Former Trump strategist Steve Bannon (left) and My Pillow Chief Executive Mike Lindell are both due to speak at CPAC Texas
People buy merchandise related to former U.S. President Donald Trump at a merchant booth during the Conservative Political Action Conference
And they hope to replicate his electoral success after he won a fourth consecutive term in April.
His presence in Texas was deeply controversial, however, coming soon after a speech in Romania in which he said he wanted to prevent Hungary becoming a ‘mixed race country.’
He also appeared to make light of Nazi gas chambers in World War Two while condemning the European Union’s plan plan to reduce gas demand.

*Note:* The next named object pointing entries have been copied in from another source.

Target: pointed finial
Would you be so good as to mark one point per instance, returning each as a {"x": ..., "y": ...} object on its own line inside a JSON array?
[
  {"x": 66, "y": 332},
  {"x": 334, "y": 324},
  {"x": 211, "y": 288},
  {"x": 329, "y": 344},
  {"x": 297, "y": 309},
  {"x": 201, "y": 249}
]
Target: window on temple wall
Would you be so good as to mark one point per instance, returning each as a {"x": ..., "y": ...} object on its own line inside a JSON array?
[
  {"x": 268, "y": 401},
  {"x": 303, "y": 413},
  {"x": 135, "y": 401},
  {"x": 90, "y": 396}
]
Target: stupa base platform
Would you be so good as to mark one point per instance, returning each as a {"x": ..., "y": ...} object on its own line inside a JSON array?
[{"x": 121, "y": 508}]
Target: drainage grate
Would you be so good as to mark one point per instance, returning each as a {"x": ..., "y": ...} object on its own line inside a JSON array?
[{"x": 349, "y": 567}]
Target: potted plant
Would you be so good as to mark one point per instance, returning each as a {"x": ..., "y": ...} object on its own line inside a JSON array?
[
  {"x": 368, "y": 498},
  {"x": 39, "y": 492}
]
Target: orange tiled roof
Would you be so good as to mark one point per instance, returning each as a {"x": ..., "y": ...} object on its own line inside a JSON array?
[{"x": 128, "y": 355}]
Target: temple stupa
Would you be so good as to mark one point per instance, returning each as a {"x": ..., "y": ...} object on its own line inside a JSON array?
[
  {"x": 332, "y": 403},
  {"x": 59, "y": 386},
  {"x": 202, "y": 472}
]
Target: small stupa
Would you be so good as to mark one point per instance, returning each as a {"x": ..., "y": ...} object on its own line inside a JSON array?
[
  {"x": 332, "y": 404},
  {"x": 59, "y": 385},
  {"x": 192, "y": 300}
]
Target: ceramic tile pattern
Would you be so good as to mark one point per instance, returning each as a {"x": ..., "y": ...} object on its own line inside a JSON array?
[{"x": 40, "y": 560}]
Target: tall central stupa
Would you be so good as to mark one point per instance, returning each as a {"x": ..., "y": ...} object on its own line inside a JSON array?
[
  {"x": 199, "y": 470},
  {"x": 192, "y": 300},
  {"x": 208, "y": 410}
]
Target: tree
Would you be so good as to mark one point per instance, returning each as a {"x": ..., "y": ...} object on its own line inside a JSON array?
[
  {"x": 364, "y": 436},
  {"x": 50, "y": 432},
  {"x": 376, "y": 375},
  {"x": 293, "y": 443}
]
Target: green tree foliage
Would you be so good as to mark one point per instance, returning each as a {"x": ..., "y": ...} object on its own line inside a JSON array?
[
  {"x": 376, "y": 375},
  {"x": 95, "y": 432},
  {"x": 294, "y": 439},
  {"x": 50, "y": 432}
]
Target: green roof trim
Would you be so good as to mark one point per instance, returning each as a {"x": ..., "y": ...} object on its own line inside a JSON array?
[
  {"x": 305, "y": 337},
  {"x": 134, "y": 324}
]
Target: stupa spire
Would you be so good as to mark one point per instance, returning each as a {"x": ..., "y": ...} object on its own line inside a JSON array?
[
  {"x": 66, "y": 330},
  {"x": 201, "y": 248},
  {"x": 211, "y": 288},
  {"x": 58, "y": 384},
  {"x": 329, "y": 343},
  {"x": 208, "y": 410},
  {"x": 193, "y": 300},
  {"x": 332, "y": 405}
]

A key adviser quit in response, describing the speech as a ‘pure Nazi text.’
Critics see him as the face of a new authoritarian right and condemn his tight control of the media, while the E.U. has repeatedly taken legal action against Hungary for breaking its rules.
None of that has not diminished his standing with elements of the American right.

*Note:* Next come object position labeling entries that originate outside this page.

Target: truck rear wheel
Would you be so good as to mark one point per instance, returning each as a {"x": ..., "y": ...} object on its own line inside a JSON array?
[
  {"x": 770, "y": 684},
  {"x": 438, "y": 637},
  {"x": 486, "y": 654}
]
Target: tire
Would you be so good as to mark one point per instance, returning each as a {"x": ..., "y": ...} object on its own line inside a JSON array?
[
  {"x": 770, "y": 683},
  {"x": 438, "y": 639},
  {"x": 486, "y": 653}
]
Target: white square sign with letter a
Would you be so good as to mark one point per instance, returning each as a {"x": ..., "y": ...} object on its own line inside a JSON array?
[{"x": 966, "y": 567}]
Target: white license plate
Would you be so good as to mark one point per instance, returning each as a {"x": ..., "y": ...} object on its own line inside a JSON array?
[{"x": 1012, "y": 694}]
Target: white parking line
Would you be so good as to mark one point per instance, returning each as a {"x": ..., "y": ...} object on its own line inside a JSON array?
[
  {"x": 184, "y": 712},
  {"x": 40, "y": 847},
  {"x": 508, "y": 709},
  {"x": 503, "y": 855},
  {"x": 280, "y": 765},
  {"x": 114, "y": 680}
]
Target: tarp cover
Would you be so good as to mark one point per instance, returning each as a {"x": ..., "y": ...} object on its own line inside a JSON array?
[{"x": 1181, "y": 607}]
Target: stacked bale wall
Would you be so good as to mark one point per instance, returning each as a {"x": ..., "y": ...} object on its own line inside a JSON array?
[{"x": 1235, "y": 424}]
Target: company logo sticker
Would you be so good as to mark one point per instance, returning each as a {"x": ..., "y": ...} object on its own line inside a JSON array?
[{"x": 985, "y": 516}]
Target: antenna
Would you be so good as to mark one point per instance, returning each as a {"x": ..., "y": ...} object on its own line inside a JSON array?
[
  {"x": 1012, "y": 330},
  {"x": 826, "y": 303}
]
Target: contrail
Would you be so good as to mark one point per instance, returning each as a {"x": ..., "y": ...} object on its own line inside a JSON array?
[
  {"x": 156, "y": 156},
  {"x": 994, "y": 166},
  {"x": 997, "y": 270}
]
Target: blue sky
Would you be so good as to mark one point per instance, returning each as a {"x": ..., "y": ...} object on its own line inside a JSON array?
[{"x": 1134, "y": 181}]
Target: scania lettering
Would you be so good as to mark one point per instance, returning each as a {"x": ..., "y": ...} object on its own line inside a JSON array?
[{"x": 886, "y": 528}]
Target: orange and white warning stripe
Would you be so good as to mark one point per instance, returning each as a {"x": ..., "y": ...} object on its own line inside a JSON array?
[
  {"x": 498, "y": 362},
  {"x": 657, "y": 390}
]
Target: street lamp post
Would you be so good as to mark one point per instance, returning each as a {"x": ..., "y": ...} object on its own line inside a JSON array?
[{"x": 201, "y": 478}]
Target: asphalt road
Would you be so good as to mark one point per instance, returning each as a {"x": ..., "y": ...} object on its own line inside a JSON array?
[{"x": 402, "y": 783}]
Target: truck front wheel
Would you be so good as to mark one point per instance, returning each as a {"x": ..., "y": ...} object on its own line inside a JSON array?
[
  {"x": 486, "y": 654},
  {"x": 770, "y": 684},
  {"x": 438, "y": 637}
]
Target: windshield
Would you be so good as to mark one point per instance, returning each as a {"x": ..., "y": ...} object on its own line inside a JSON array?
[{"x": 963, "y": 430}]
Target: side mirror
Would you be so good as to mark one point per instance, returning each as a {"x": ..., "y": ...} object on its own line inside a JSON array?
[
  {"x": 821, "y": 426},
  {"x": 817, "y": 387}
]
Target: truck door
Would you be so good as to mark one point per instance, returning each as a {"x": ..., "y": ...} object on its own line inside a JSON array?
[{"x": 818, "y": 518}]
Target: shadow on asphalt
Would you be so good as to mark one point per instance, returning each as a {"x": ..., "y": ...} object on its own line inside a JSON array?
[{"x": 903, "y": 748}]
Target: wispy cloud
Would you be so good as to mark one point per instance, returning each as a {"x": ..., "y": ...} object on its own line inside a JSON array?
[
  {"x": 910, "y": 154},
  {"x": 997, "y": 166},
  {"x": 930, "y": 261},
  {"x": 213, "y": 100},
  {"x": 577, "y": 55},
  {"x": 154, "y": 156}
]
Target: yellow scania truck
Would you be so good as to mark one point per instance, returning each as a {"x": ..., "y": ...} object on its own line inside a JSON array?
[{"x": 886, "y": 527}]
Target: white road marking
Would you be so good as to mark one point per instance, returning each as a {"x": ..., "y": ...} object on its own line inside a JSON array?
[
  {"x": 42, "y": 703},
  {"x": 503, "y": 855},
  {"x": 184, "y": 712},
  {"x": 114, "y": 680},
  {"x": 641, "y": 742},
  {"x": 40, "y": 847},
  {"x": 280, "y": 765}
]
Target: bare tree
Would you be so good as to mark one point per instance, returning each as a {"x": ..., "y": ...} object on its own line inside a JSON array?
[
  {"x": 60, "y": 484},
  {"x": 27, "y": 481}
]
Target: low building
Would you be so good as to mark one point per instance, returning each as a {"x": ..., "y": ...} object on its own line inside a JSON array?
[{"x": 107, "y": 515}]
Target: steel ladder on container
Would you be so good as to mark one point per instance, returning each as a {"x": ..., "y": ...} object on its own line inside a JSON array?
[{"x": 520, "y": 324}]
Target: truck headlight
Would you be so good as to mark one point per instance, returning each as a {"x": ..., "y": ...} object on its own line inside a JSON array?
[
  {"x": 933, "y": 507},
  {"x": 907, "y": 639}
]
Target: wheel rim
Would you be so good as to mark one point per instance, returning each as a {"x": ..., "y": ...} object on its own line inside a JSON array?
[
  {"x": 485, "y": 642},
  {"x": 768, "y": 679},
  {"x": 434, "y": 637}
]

Ahead of the CPAC conference, he spent time with Trump at one of his golf resorts on Tuesday.
‘Great spending time with my friend, Viktor Orbán, the Prime Minister of Hungary. We discussed many interesting topics — few people know as much about what is going on today,’ said Trump.
In his speech, Orban claimed solidarity with the people of Ukraine in their fight against Russia.
He has frequently been criticized for failing to do more to stem Vladimir Putin’s aggression, and on Thursday he urged a negotiated peace.
‘Without American-Russian talks, there will never be peace in Ukraine,’ he said.
‘More and more people will die and suffer and our economies will come to the brink of collapse. I cannot tell you what to do. Your sovereign decision.
‘I can however tell you one thing: Only strong leaders are able to make peace.’
The line drew sustained applause.
The presence of very visible Trump supporters showed how the former president has a tight grip on CPAC. He is due to close proceedings in Dallas on Saturday evening
Ede Vessey, 73, a retired structural engineer who moved to the U.S. from Hungary in 1984, said there were three main areas of agreement between Orban and the American right.
‘They have overlapping ideas,’ he said. ‘One of them is securing the border and trying to stop the illegal immigration while allowing legal immigration from Ukraine.
‘Everybody knows the problem with the southern border here in the U.S. which is more or less open.’
In addition, he said the Hungarian government promoted the ideal of a stable family unit – with support for housing and child care for couples – and its adherence to Judeo-Christian values.
For veteran conservative commentator Jeffrey Lord the appeal lies in Oban and Hungary’s position between East and West.
‘He’s a big believer in freedom and democracy,’ he said.
‘And he’s on the front line in doing this, and it was a lot of things that we take for granted here in America in terms of our democratic process, and when you got somebody that’s really out there fighting … that’s a big deal.’